Bayesian approaches are particularly valuable in several contexts. They excel at combining multiple sources of information, allowing you to incorporate prior knowledge, expert opinion, and data from related studies into a single coherent analysis. When working with hierarchical or multilevel data—such as patients grouped within hospitals or students nested within schools—Bayesian hierarchical models naturally capture this structure and allow appropriate borrowing of strength across groups. Bayesian methods are especially useful when working with small samples, where prior information can stabilize estimates that would otherwise be unreliable. The framework also supports sequential updating, where yesterday’s posterior becomes today’s prior as new data arrive, making it natural for adaptive designs and ongoing monitoring studies. Finally, modern MCMC methods enable fitting complex models that would be analytically or computationally intractable using traditional frequentist approaches, opening doors to realistic models of complicated phenomena.

40.8 Computational Bayesian Statistics

For complex models, posteriors don’t have closed-form solutions. Modern Bayesian statistics relies on Markov Chain Monte Carlo (MCMC) methods to sample from posterior distributions.
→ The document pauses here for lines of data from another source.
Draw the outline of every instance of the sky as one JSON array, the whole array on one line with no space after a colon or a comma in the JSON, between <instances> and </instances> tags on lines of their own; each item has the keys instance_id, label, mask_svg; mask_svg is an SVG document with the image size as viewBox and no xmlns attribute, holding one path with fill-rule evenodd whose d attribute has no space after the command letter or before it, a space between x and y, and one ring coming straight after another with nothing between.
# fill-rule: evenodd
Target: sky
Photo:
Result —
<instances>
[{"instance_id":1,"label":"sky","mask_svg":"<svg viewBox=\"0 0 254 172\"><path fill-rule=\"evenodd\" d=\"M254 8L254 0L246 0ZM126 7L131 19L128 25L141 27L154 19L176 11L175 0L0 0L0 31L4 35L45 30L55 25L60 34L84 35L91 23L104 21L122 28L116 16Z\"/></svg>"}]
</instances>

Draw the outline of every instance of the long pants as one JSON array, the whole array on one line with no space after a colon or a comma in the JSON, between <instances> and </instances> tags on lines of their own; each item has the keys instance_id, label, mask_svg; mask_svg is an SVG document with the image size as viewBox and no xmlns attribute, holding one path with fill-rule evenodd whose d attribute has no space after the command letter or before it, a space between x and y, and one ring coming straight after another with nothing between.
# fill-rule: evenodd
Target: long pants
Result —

Popular tools include: - Stan (via rstan or brms packages in R) - JAGS (via rjags package) - PyMC (in Python)

Code

# Example using brms (Bayesian Regression Models using Stan)
library(brms)

# Fit a Bayesian linear regression
model <- brm(
  formula = weight ~ height,
  data = my_data,
  prior = c(
    prior(normal(0, 10), class = "b"),      # Prior on slope
    prior(normal(100, 50), class = "Intercept")  # Prior on intercept
  )
)

# Summarize posterior distributions
summary(model)

40.9 Exercises

Exercise Bay.1: Sally Clark Case - Base Rate Fallacy

In 1999 in England, Sally Clark was convicted of murdering her two infant sons after both were found dead, apparently from Sudden Infant Death Syndrome (SIDS). Expert testimony stated that the chance of two SIDS deaths was 1 in 73 million, calculated as $(1/8500)^2$. What error did this calculation make?
Suppose the probability of a second SIDS case given a first is actually 1/100 (due to genetic factors). What is $P(\text{two SIDS deaths})$?
According to Bayes’ theorem, the probability the prosecution wanted was $P(\text{guilty} \mid \text{two deaths})$, not $P(\text{two deaths} \mid \text{innocent})$. Assume:
- $P(\text{two deaths} \mid \text{guilty}) = 0.50$
- $P(\text{guilty}) = 1/1,000,000$ (rate of child-murdering parents)
- $P(\text{two natural deaths}) = 1/8500 \times 1/100 = 1.2 \times 10^{-5}$
Calculate $P(\text{guilty} \mid \text{two deaths})$.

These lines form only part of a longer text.